Keep in mind that said person is extremely handsome and would like to avoid incarceration at all costs.


----------



## Skinny1 (Sep 24, 2015)

Survival is sometimes necessary, proceed with caution but figure out that they will know you got the money at some.point.


----------



## Paxilguy (Sep 13, 2015)

Good point LAuberx


----------



## SECOTIME (Sep 18, 2015)

Also I think anything under $600 for 1099 doesn't have to be claimed.


----------



## Amsoil Uber Connect (Jan 14, 2015)

Yes LA, that is how to play the game. No more than six months and do not apply for an extention and like the app, your golden.


----------



## pasadenauber (Jan 16, 2015)

so you can do both right ? i mean 6 months would be awsome


----------



## FlDriver (Oct 16, 2015)

I would drive and still collect the benefits. Driving is not the same as a job where you have a guaranteed salary or wage for as long as you work there, and as a driver, I am still unemployed. Also, if Uber deactivates you and you had no regular job during the same timeframe, try signing up for unemployment. My guess is you will be denied since you were not employed in the first place.


----------



## limepro (Mar 7, 2015)

Here is the deal with it. You have to claim earnings, you write off .57 cents for each mile driven while working. If you net $300 for the week but drove 400 miles you would need to claim $75 of other income. The more miles you drive the less you claim but remember it also adds to wear and tear onnyour vehicle which means more in maintenance costs.

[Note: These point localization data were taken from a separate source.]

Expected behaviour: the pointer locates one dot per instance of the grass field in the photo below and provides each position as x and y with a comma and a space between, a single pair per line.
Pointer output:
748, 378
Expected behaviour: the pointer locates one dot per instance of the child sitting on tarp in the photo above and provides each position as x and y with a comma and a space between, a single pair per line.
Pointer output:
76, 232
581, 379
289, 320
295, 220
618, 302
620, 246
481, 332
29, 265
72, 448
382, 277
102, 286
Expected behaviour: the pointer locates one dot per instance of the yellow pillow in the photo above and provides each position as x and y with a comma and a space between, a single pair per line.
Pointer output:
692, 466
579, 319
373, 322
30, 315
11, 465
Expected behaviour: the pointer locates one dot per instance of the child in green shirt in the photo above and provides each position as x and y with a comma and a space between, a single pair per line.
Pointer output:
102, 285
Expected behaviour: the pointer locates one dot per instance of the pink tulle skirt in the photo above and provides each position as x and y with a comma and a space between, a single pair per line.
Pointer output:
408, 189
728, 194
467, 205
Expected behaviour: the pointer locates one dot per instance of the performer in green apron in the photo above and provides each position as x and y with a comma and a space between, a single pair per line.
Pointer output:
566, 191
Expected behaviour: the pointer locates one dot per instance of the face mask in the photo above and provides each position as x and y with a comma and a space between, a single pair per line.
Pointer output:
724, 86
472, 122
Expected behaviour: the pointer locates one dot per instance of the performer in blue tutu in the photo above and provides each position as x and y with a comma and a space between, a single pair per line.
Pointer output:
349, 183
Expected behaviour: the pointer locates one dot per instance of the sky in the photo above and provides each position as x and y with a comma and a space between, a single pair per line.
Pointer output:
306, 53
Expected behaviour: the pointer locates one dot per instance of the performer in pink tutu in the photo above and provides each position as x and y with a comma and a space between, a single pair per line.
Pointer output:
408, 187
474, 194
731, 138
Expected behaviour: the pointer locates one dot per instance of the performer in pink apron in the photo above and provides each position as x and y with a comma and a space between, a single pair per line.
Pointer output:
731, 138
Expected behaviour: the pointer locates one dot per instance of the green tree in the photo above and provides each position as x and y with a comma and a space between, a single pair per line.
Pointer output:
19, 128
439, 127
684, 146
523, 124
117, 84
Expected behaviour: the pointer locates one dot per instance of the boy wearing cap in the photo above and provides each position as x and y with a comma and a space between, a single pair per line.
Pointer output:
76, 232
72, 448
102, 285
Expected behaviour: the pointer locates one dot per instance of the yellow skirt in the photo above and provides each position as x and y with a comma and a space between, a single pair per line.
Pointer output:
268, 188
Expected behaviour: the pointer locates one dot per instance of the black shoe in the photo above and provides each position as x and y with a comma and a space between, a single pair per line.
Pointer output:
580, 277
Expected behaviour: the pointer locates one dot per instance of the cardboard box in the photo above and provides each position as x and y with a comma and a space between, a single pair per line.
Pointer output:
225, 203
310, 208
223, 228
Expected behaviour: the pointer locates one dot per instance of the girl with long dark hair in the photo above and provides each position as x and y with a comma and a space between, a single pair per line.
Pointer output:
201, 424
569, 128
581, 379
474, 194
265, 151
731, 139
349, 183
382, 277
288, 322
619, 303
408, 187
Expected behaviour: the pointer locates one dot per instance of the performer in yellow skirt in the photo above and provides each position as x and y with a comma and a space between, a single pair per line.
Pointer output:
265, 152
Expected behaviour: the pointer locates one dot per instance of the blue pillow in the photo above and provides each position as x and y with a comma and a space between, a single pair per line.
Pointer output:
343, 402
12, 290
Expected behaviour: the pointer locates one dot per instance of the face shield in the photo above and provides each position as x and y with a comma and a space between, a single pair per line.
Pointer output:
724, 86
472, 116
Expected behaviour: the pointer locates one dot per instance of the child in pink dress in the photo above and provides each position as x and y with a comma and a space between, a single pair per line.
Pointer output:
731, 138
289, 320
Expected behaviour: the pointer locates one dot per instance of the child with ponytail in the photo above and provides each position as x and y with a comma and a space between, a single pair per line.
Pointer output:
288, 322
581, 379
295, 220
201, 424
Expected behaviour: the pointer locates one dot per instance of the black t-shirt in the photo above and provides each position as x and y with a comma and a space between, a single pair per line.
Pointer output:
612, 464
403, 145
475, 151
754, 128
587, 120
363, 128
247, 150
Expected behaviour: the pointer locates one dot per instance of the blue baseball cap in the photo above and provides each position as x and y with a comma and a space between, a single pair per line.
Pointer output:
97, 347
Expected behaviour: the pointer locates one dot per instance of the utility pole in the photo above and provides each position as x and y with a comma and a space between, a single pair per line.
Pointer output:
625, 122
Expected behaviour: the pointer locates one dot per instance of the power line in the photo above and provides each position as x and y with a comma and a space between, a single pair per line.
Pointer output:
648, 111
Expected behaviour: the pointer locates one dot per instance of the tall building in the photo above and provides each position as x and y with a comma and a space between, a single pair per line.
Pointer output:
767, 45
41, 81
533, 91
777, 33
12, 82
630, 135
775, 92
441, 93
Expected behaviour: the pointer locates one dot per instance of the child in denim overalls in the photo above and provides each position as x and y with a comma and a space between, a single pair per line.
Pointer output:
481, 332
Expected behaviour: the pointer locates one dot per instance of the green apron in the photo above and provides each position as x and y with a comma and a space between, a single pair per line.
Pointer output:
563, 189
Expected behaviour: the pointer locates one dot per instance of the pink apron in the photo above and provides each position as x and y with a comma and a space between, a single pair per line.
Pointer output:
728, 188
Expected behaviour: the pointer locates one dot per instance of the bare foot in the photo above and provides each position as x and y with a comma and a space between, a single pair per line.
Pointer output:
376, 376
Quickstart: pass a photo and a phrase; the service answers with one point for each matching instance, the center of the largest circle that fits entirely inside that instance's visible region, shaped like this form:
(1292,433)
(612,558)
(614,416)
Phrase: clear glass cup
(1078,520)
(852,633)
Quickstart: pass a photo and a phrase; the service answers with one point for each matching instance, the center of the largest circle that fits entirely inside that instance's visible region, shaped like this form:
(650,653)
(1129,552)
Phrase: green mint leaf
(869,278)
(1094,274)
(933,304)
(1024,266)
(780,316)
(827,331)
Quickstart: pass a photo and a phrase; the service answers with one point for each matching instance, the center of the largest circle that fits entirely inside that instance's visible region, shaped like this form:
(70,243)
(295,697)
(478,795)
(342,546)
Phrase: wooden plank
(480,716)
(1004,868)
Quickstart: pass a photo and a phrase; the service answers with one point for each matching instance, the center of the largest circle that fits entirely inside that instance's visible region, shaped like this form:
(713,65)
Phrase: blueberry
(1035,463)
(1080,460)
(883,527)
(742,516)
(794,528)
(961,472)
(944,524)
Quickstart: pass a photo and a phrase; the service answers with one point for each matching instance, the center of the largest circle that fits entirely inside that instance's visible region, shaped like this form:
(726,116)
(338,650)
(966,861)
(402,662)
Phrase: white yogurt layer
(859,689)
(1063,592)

If you do this keep track of every mile on paper, write down starting and ending mileage and time for every day you drive.


----------



## Oscar Levant (Aug 15, 2014)

Paxilguy said:


> Hypothetical question: If one were collecting unemployment and was going to be short on the rent money could said person drive a couple of days to make sure that the rent is paid? Said person does not want to have unemployment cancelled (or break the law) but also wants to have a roof over his head. If this fictional person reports the earnings they will be subtracted from the unemployment benefit thus creating a "wash". This person is only a couple of hundred shy for the rent. Be nice, this person needs good advice.


I have a rule of thumb I live by: "I never lie to the government, ever -- even on small things -- I assume they know everything whether they do or not".

I do this because it is the only way i can go about life and not worry about things. Taxes, etc., whatever, if I'm honest, and tell the truth, I never have to worry about being caught in a lie and the consequences. Maybe I'm paranoid, but that's me.

Your mileage may vary.


----------